Results: Eighty-two OCS patients were identified; overall survival was poor (median 12.7 months). In all, 79% demonstrated epithelial components of high-grade serous (HGS) type, while 21% were endometrioid. Heterologous elements were common (chondrosarcoma in 32%, rhabdomyosarcoma in 21%, liposarcoma in 2%); chondrosarcoma was more frequent in OCS with endometrioid carcinomatous components. Earlier stage, complete resection and platinum-containing adjuvant chemotherapy were associated with prolonged survival; however, risk of relapse and mortality was high across all patient groups. Histological subclassification did not identify subgroups with distinct survival. Compared to HGSOC, OCS patients were older (P < 0.0001), more likely to be FIGO stage I (P = 0.025), demonstrated lower chemotherapy response rate (P = 0.001) and had significantly poorer survival (P < 0.0001).

Conclusion: OCS represents a distinct, highly lethal form of ovarian cancer for which new treatment strategies are urgently needed. Histological subclassification does not identify patient subgroups with distinct survival. Aggressive adjuvant chemotherapy should be considered for all cases, including those with early-stage disease.

Fig. 1. Case flow diagram for ovarian carcinosarcoma (OCS) cohort.

IHC immunohistochemistry, H&E haematoxylin and eosin.

Fig. 2. Histopathological features of ovarian carcinosarcoma (OCS).
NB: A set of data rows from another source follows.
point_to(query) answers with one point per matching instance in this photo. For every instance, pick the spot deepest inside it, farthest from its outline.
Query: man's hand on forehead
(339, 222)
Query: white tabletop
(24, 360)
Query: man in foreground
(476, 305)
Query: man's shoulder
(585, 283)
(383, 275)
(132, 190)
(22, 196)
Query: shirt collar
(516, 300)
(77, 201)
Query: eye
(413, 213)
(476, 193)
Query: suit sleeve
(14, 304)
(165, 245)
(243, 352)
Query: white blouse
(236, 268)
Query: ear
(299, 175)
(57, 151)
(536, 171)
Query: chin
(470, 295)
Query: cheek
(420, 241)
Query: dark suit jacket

a, b WT1-positive epithelial component of high-grade serous type. c, d WT1-negative epithelial component of endometrioid type. e, f OCS demonstrating S100-positive malignant cartilage. g, h OCS with myogenin-positive rhabdomyoblasts. i OCS demonstrating liposarcoma (confirmed cytokeratin-negative) adjacent to endometrioid epithelial component. j OCS demonstrating squamous differentiation. Scale bar represents 100 µm.

Fig. 3. Clinical and histopathological landscape of ovarian carcinosarcoma.
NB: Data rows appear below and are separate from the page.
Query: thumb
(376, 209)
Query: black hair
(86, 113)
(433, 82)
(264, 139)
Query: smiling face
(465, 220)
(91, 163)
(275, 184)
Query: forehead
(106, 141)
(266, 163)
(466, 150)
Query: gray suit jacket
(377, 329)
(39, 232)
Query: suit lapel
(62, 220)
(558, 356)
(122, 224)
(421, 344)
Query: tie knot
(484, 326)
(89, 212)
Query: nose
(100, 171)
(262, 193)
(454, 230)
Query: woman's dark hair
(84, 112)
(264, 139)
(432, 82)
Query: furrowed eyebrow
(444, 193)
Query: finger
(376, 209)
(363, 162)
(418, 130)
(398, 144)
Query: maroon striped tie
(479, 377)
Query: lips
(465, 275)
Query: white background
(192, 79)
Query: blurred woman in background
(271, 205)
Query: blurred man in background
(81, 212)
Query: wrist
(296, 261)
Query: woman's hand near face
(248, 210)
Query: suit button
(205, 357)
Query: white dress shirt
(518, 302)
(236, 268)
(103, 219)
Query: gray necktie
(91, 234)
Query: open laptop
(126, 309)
STIC serous tubal intraepithelial carcinoma, FIGO International Federation of Gynecology and Obstetrics, NE non-evaluable, FT fallopian tube, RD residual disease, NA not available. For epithelial p53 staining, 8 NE for cytoplasmic p53 staining, and 6 NE for other reasons (significant artefacts due to sample age or fixation, null tumour staining without corresponding stromal positivity or other uninterpretable staining patterns).
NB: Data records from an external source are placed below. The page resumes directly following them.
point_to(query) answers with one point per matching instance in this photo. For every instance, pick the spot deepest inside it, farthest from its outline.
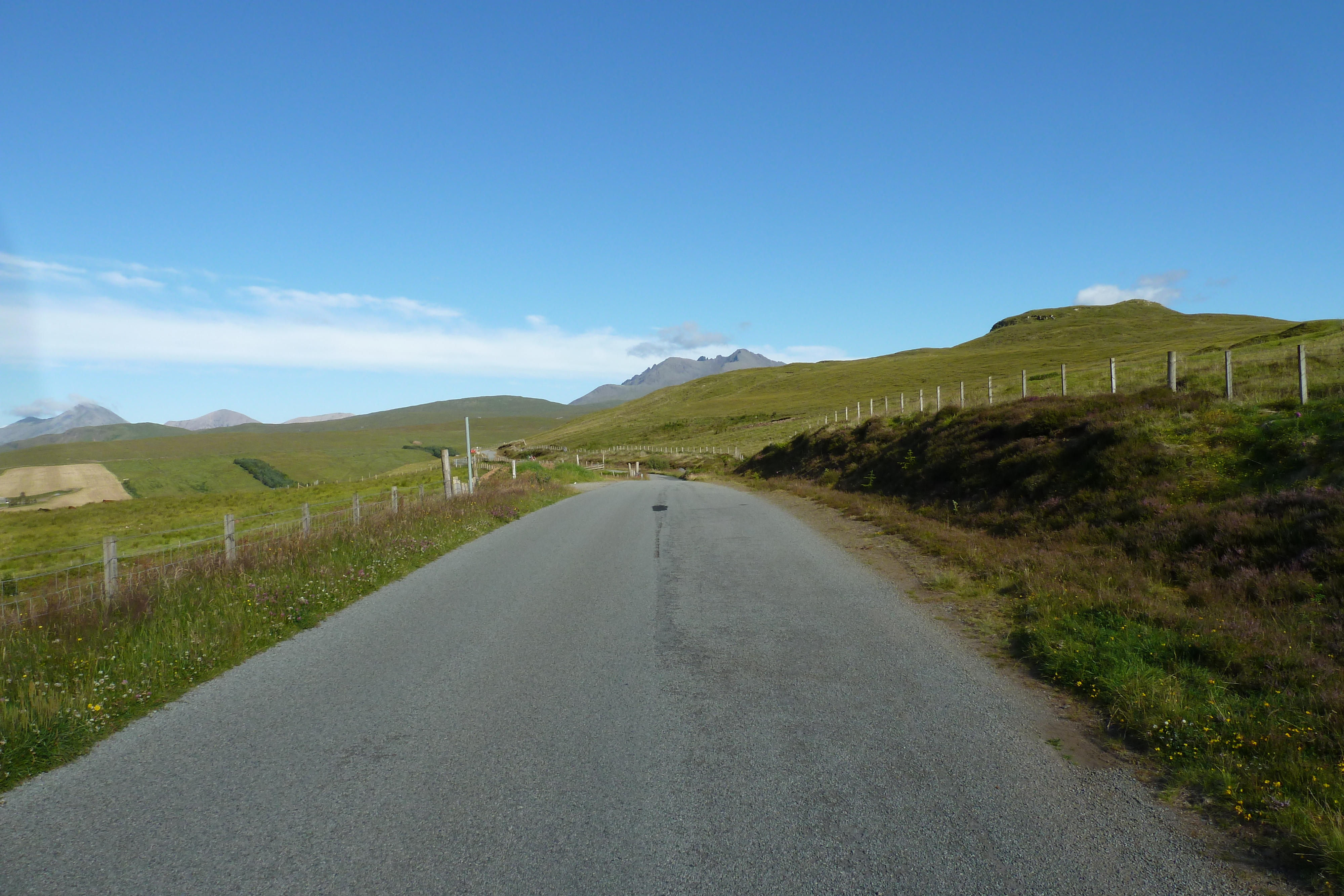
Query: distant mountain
(212, 421)
(79, 416)
(321, 418)
(674, 371)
Fig. 4. Ovarian carcinosarcoma patient survival.

a Overall survival (OS) by histological subgrouping. Labelled hazard ratio (HR) represents comparison of high-grade serous (HGS) epithelial with homologous sarcoma (HGS-homologous) versus endometrioid (endo) epithelial with heterologous sarcoma (endo-heterologous); P = 0.380. b OS by residual disease (RD) status following debulking surgery; P = 0.001. c OS by stage at diagnosis. Labelled HR represents comparison of stage I/II versus stage III; P = 0.015. d OS by age at diagnosis; P = 0.538. Patients grouped according to median age at diagnosis across the cohort (69 years). e OS by first-line treatment regime. Labelled HR represents comparison of platinum–taxane versus surgery only; P < 0.001. Additionally, HR for other platinum regimens (26 single-agent platinum, 2 other platinum combinations) versus surgery only is 0.34, 95% CI 0.19–0.61, P < 0.001. f Forest plot of multivariable overall survival analysis, stratified by diagnosis period. Chemo chemotherapy, macro macroscopic, NVRD no visible residual disease.

Fig. 5. Comparison of ovarian carcinosarcoma (OCS) and high-grade serous ovarian carcinoma (HGSOC).

a Age at diagnosis. b FIGO stage at diagnosis; labelled P value represents comparison of the frequency of stage I cases. c Response to first-line chemotherapy; labelled P value represents comparison of overall response rate (complete response [CR] plus partial response [PR] versus stable disease [SD] plus progression disease [PD]). d Overall survival; labelled HR represents multivariable analysis of tumour type (HGSOC versus OCS; P < 0.0001), age at diagnosis and stage at diagnosis, stratified by residual disease status.